[PATCH v3 07/24] Documentation for memory tagging remote packets

Tue Nov 17 14:44:16 GMT 2020

On 11/17/20 9:29 AM, David Spickett wrote:
>> Right. The type is really telling you what specific kind of tag you are
>> requesting, not the technology. So it may be perfectly valid to request
>> a MTE logical tag from the remote target, but the remote target doesn't
>> know how to reply to that at the moment (nor does it make much sense, IMO).
>>
>> The tag types don't overlap at the moment, given they are an ENUM in
>> generic code. So the server will tell them apart by their values.
> 
> Ok but my concern here is that there are two aspects to type. (which I
> probably confused earlier tbf)
> 
> 1. logical vs allocation
> 2. MTE vs <future tagging technology>
> 
> So we have three scenarios:
> 1. Server uses type to decide between logical and allocation

Right now 0 maps to logical and 1 maps to allocation for all 
architectures. For AArch64 0 maps to MTE logical and 1 maps to MTE 
allocation.

But, if more tag types are supported in the future, we will need to map 
types to logical, allocation or something else.

> 2. Server uses type to decide between MTE and <future tagging technology>

Right now 0 and 1 map to MTE for AArch64 and ADI for SPARC (not yet 
supported). In the future, if there are more tagging technologies, we 
will need to provide a mapping from tag types to tag technology.

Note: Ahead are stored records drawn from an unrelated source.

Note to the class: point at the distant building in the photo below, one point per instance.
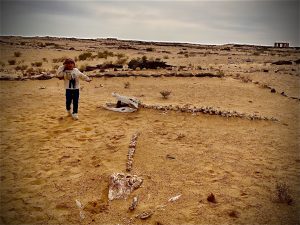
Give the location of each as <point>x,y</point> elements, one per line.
<point>281,45</point>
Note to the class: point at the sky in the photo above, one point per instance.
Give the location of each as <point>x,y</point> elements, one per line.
<point>199,21</point>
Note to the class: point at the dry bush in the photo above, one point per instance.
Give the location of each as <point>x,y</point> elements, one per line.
<point>120,55</point>
<point>165,94</point>
<point>282,194</point>
<point>55,67</point>
<point>17,54</point>
<point>221,73</point>
<point>84,56</point>
<point>11,62</point>
<point>37,64</point>
<point>126,84</point>
<point>22,67</point>
<point>105,54</point>
<point>121,61</point>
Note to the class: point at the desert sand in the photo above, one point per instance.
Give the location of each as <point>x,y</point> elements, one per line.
<point>48,161</point>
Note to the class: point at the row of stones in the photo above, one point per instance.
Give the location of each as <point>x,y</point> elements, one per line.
<point>207,110</point>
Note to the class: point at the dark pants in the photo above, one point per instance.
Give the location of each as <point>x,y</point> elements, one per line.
<point>72,95</point>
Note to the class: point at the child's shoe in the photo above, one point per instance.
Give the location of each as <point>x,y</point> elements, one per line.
<point>75,116</point>
<point>69,113</point>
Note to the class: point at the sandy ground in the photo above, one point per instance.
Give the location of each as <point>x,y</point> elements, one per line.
<point>48,160</point>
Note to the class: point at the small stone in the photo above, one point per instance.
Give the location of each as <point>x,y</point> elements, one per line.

> 3. The combination of the two, should a system have both technologies

In this case, we will use two mappings: type to tag type and type to tag 
technology.

> 
> What I want to avoid is a two step process:
> 1. Somehow select tagging technology you want to interact with
> 2. You send memtag packets with the logical vs allocation "type"
> 
> Which would be needed if the protocol "type" is just allocation vs
> logical. If the "type" includes the technology
> then we can do it in one step.

Right now you can infer the technology and logical/allocation from the 
type. There is no need for a two step process. I don't anticipate a need 
for that in the future either, as long as we prevent the tag type ENUM 
from having overlapping values.

> 
> So I prefer:
> 0 = mte logical, 1 = mte allocation, 1 = future logical, 2 = future
> allocation, 3 = future tag form (not logical/allocation) etc...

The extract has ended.